Typical ranges (2025-2026):
- Remote/mid-market: $75-100/hr
- US average: $100-150/hr
- Premium markets (SF/NYC): $150-200/hr
Step 4: Calculate Organizational Overhead
Real companies don't have developers coding 40 hours/week.
Coding Efficiency Factor:
- Solo/Startup (lean): 65% coding time (~26 hrs/week)
- Growth company: 55% coding time (~22 hrs/week)
- Enterprise: 45% coding time (~18 hrs/week)
Calendar Time:
Calendar Weeks = Total Dev Hours / (40 × Efficiency Factor)
Step 5: Generate Cost Estimate
Important: Present BOTH the raw LOC count AND the effective LOC calculation to show the methodology clearly.
Output Format
[Project Name] - Development Cost Estimate
Analysis Date: [Current Date]
Code Categorization
| Category | Raw LOC | Value % | Effective LOC |
|---|---|---|---|
| Custom Business Logic (Tier 1) | [X] | 100% | [X] |
| Custom UI/Components (Tier 2) | [X] | 75% | [X] |
| Configured Integrations (Tier 3) | [X] | 40% | [X] |
| Adapted Library Code (Tier 4) | [X] | 15% | [X] |
| Scaffold/Config (Tier 5) | [X] | 5% | [X] |
| Content - not code (Tier 6) | [X] | 0% | 0 |
| TOTAL | [Raw] | [Effective] |
Effective LOC Ratio: [Effective/Raw]% — This is a [typical/lean/heavy] scaffold ratio.
Development Time Estimate
Using [Effective LOC] effective lines:
| Code Type | Effective LOC | Productivity | Hours |
|---|---|---|---|
| Business Logic | [X] | 20 lines/hr | [X] |
| Custom UI | [X] | 35 lines/hr | [X] |
| Integrations | [X] | 40 lines/hr | [X] |
| Patterns | [X] | 50 lines/hr | [X] |
| Subtotal | [X] hrs |
Overhead: +60% (architecture, debugging, review, testing)

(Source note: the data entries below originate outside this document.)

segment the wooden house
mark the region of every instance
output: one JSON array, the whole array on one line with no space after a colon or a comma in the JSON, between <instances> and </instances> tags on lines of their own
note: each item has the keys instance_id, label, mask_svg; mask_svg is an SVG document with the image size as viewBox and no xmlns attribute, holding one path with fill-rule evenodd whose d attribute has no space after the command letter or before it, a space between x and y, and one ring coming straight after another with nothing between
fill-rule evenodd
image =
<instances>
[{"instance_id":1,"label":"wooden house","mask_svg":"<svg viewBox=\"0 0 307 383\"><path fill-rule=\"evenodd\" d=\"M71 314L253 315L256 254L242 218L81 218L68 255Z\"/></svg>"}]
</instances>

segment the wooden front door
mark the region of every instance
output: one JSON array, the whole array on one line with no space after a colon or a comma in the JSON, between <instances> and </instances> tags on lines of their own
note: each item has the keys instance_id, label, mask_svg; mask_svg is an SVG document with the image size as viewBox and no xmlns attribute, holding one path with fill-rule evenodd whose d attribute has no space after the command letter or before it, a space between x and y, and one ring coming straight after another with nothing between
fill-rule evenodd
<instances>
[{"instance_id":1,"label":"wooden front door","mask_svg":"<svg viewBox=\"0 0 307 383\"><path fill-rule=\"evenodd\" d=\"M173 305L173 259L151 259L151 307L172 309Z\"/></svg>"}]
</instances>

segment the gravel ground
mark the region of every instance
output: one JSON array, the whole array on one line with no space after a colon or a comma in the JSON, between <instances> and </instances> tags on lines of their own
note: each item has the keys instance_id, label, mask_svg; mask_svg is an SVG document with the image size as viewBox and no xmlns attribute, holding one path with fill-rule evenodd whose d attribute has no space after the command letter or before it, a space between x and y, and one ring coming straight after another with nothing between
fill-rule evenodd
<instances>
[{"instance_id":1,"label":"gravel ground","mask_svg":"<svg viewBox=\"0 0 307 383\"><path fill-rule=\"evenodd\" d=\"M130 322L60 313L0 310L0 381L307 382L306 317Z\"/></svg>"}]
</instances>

Total Estimated Hours: [X] hours
Cost Estimate
| Scenario | Hourly Rate | Total Hours | Total Cost |
|---|---|---|---|
| Low-end | $75 | [X] | $[X] |
| Average | $125 | [X] | $[X] |
| High-end | $175 | [X] | $[X] |
Recommended Estimate: $[X] - $[X]
Calendar Time
| Company Type | Efficiency | Calendar Weeks | Calendar Time |
|---|---|---|---|
| Solo/Startup | 65% | [X] weeks | ~[X] months |
| Growth Company | 55% | [X] weeks | ~[X] months |
| Enterprise | 45% | [X] weeks | ~[X] months |
Step 6: Claude ROI Analysis (if applicable)

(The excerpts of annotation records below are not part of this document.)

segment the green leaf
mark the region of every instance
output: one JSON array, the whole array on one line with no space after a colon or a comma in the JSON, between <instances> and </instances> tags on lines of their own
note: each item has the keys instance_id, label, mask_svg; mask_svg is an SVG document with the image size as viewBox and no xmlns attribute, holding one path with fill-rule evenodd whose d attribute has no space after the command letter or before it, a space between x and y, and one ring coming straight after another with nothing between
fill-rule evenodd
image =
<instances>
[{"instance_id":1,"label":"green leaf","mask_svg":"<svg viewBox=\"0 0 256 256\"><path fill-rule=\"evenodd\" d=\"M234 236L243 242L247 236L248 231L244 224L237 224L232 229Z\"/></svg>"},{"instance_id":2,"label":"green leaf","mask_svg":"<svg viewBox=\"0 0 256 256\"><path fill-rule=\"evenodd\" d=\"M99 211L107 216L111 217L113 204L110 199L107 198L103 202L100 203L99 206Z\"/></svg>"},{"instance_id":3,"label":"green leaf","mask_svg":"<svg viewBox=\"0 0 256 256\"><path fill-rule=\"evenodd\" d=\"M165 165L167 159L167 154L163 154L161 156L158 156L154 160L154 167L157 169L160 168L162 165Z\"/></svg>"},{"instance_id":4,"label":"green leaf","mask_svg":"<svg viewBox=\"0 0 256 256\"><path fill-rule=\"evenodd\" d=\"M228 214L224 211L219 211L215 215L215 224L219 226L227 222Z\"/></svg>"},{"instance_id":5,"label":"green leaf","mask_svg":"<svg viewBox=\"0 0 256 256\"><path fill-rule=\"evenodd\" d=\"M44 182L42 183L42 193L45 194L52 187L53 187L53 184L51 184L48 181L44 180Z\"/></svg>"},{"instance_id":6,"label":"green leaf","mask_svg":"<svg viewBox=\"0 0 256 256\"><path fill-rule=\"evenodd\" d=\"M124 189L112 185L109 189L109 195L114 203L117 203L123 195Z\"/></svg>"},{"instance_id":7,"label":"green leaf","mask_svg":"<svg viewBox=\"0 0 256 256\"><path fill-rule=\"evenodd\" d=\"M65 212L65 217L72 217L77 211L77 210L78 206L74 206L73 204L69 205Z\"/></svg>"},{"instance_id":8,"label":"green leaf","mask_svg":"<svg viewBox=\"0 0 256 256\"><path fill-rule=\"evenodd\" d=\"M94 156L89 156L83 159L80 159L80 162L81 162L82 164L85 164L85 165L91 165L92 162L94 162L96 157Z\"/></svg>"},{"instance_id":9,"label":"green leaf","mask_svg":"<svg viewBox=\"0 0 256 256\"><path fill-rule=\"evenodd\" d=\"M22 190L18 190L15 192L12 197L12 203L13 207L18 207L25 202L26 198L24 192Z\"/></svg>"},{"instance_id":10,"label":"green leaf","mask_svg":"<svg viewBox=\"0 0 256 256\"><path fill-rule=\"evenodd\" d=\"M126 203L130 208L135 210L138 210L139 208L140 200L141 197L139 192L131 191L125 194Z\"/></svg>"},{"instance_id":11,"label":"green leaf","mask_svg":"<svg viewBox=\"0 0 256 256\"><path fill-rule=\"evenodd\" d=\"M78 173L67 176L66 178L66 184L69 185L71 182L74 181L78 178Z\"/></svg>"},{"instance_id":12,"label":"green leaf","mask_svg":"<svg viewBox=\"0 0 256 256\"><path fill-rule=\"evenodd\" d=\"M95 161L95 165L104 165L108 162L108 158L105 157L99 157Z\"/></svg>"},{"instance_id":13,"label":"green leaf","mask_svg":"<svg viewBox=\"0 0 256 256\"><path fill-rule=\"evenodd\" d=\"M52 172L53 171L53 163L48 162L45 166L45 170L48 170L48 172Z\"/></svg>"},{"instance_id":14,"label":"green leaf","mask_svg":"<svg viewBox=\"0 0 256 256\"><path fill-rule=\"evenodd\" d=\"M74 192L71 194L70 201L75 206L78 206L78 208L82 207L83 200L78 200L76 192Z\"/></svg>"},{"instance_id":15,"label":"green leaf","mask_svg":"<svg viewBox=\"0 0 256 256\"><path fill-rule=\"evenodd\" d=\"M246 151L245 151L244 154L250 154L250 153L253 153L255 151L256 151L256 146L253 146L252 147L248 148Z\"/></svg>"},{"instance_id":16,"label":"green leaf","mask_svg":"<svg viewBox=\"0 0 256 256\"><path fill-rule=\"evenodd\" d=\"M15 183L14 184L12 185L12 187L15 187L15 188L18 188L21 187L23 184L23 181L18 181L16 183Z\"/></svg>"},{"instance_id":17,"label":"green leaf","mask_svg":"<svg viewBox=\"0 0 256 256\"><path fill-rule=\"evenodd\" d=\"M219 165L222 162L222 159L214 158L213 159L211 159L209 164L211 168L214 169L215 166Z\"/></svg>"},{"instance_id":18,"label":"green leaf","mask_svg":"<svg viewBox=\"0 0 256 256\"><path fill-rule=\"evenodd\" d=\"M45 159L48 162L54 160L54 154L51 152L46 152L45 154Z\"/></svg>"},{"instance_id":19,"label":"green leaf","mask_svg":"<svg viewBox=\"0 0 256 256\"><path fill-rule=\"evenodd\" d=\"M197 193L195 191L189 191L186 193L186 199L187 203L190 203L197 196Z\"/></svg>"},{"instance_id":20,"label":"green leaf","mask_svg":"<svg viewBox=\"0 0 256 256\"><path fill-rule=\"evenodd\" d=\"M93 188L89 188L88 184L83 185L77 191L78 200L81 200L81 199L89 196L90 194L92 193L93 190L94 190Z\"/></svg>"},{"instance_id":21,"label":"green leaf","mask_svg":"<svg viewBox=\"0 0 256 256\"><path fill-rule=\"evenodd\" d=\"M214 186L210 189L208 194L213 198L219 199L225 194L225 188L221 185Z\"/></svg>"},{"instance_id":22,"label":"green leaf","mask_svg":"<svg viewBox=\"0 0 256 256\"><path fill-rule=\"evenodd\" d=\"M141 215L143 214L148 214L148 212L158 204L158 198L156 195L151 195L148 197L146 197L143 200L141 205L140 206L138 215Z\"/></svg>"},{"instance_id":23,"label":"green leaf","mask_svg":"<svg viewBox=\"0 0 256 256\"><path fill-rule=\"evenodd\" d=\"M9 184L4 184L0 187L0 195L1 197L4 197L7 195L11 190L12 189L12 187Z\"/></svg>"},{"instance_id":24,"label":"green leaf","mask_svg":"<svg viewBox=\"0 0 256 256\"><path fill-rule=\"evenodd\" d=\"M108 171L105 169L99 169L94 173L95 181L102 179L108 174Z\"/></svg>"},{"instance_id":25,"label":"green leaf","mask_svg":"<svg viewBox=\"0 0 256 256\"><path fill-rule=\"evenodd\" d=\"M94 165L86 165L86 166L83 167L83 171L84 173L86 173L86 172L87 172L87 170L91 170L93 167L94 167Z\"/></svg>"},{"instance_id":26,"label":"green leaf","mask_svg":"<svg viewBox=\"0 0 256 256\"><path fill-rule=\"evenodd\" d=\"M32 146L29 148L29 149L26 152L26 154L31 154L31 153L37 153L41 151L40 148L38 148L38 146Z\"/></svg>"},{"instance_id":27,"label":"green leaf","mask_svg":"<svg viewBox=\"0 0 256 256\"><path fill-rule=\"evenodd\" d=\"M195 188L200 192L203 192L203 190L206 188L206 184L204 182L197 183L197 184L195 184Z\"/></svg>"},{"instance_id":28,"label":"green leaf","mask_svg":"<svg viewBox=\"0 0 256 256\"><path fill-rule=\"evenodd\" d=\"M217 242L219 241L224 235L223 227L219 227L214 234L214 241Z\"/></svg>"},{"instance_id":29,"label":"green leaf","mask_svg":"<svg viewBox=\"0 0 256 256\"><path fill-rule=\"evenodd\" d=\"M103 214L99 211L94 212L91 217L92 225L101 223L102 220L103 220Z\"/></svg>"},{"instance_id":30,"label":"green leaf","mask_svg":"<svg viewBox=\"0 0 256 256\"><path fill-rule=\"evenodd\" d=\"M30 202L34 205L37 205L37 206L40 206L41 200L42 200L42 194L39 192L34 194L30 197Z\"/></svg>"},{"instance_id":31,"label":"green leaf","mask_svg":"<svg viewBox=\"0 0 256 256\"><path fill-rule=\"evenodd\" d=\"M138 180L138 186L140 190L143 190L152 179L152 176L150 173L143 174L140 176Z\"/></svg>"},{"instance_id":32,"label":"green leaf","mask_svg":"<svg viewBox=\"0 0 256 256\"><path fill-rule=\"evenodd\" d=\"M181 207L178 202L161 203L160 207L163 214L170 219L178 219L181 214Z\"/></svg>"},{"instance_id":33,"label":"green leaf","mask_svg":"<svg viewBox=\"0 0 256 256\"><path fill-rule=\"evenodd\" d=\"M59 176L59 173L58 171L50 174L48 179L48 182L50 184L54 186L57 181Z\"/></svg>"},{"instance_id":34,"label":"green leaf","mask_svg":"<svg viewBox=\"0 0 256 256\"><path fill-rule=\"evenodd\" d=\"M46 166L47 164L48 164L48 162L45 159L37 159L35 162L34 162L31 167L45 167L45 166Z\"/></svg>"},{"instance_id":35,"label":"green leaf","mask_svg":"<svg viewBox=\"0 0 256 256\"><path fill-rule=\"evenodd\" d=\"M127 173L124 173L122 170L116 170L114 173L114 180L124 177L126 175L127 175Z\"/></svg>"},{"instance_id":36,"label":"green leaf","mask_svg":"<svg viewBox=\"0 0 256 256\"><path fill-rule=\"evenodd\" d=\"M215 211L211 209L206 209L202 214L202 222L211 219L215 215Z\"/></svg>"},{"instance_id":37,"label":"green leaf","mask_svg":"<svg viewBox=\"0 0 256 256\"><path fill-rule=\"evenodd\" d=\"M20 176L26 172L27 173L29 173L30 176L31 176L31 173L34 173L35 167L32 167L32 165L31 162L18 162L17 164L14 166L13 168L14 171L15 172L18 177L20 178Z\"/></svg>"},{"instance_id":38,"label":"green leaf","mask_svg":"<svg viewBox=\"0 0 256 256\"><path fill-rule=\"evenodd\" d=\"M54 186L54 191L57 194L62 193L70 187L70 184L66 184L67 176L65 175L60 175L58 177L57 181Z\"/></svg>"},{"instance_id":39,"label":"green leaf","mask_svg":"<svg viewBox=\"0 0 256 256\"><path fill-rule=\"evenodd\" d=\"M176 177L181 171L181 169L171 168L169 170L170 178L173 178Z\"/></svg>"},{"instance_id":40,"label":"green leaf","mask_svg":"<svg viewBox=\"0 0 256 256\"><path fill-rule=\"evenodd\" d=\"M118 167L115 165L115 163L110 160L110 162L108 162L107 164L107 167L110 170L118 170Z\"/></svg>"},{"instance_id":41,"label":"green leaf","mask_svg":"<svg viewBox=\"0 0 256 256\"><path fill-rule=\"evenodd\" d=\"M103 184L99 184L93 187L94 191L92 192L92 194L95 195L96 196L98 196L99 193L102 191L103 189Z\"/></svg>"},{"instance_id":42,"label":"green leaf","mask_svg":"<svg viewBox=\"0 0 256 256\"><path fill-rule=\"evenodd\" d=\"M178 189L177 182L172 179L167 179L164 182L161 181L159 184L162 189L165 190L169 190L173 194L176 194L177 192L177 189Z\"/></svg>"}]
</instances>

If this codebase was built with Claude:
Project Timeline:
- First commit: [date]
- Latest commit: [date]
- Total calendar time: [X] days
Claude Active Hours Estimate: Cluster commits into sessions (4-hour windows), estimate 1-4 hours per session based on commit density.
Value per Claude Hour:
$/Claude Hour = Total Cost Estimate / Claude Active Hours
Speed Multiplier:
Speed = Human Hours / Claude Hours
Common Mistakes to Avoid
- Counting all lines equally - A 50K LOC project with 40K lines of scaffolding is NOT a $500K project
- Including content as code - MDX blog posts are writing, not development
- Full-valuing test boilerplate - Test setup/mocking is highly repetitive
- Ignoring the scaffold ratio - Modern frameworks generate 50-80% of typical codebases
Sanity Checks
Before finalizing, ask:
- Could a competent developer recreate this in [X] weeks? Does the estimate match?
- What % is truly novel vs. "npm install + copy docs"?
- Does the estimate pass the "would I pay this?" test?
A realistic solo web project typically costs $10K-50K, not $100K+. Anything higher requires exceptional complexity justification.